Malaria is preventable and treatable, history shows that it can be eliminated. Less than a century ago, it was prevalent across the world, including Europe and North America. Malaria was eliminated in most of Western Europe by the mid-1930s; the United States achieved elimination of the disease in 1951.

The world have the opportunity to accelerate progress toward elimination in all countries by improving the delivery of existing interventions as well as developing new tools and new strategies that target not just malaria-transmitting mosquitoes but also the parasite itself, which can survive in humans for more than 10 years. By mobilizing the required commitment and resources, we can achieve global eradication and save many millions of lives.

Malaria was one of the top priority of the Alliance Creative Community Project to create awareness on and addresses the areas of which we believe the foundation is best positioned, among a broad spectrum of partners, to develop groundbreaking approaches to reducing the burden of malaria and accelerating progress toward eradication of the disease.

Our Malaria strategy is based on a core set of foundational principles that support our evolving strategic choices.

Malaria eradication is defined as removing the parasites that cause human malaria from the human population. Simply interrupting transmission is not sufficient to achieve eradication.

Eradication can be accelerated by new drug regimens and strategies that lead to complete parasitologic cure of the individual. Current artemisinin-based regimens achieve only clinical cure of the individual and do not eliminate the forms of the parasites that are responsible for continued transmission.

The majority of malaria infections occur in asymptomatic people, who are a source of continued transmission. A successful and accelerated eradication effort will target asymptomatic infections through community-based efforts.
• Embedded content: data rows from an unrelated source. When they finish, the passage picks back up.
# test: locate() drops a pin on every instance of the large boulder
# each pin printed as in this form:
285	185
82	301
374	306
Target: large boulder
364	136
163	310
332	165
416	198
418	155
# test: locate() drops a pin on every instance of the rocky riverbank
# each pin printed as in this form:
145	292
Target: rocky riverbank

Emerging resistance to current drugs and insecticides is an immediate threat to recent gains and an obstacle to future progress. Use of current tools and development of new tools should be guided by this evolutionary imperative.

Malaria is biologically and ecologically different throughout the world. Malaria eradication will depend on strategies developed and implemented on a local or regional level.

We concentrate our resources in areas where we can identify significant leverage points, and we assume risks that are more challenging for others to take.